⚠️ Content warning: This article is a discussion around death, dying, loss and bereavement.
When we talk about loneliness, we might think about the number of friends we have, or how much time we spend alone. Many people can relate to going days without speaking to a single person; this was almost certainly a reality for millions of people around the world during the pandemic.
But when I talk about loneliness, I include what it means to feel disconnected. For many people, they recognise what it’s like to be surrounded by those they know, yet who don’t really “get” them, and so feel out of place. Our “social norms” often set standards that we should “fit in” and not be different. We hide our authenticity or shift our values in a need to belong. We don’t feel heard or understood. And that can be lonely.
Lacking connection can also be felt heavily when we’re grieving, and particularly in a world that doesn’t recognise the many different layers of loss we experience throughout our lives.

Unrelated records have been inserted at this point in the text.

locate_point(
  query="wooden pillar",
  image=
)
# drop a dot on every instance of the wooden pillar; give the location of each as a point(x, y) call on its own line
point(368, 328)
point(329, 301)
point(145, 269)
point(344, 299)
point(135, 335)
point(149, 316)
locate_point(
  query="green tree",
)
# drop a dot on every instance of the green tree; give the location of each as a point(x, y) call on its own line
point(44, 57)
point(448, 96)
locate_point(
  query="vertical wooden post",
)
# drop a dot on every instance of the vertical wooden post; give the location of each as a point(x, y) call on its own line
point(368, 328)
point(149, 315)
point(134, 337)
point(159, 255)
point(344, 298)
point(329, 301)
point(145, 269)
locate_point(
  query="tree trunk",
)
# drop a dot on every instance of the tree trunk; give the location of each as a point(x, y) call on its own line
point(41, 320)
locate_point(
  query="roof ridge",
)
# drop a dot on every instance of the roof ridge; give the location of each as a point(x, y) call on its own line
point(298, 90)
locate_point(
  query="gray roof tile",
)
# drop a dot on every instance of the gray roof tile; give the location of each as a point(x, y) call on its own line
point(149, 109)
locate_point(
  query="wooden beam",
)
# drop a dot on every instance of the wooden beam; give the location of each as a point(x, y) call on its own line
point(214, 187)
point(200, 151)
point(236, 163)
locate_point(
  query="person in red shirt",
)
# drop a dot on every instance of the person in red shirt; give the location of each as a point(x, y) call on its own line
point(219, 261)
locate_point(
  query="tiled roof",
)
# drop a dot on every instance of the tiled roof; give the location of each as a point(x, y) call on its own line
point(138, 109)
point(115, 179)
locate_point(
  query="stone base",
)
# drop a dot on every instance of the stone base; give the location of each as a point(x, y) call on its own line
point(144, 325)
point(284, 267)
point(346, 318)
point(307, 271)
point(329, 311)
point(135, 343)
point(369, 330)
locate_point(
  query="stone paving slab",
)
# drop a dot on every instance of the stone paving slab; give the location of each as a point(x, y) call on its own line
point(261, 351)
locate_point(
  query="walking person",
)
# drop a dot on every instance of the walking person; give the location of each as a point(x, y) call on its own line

In my book, Answers in the Dark, I talk about how grief shows up, even if no one has died. We assume when we speak about grief, that we mean following bereavement, and yet throughout our life we will have experienced loss after loss that we’ve either been able to process or not. It might have been parents divorcing at an early age. Being made to change schools and leave friends behind. As we get older, it may be through redundancy or retiring from a beloved job of 30 years. It all counts.
And yet, society doesn’t necessarily recognise these as “reasonable reasons to grieve” (sometimes referred to as “disenfranchised grief), or give us permission to explore them as such. When we feel like we can’t talk about how we feel, our grief can go underground. We may not even connect with the fact that we’ve experienced a loss, and yet nonetheless our body speaks to us in various ways, like not being able to sleep or the dreams we have when we do. Imagine if every loss you’ve experienced but couldn’t process is just resting underneath awareness, and its only outlet is in the darkness of night. It might not be an obvious thought about grief itself, just an ineffable noise that keeps you awake that’s implicitly saying “I’m not ok”. This is why I wrote this book.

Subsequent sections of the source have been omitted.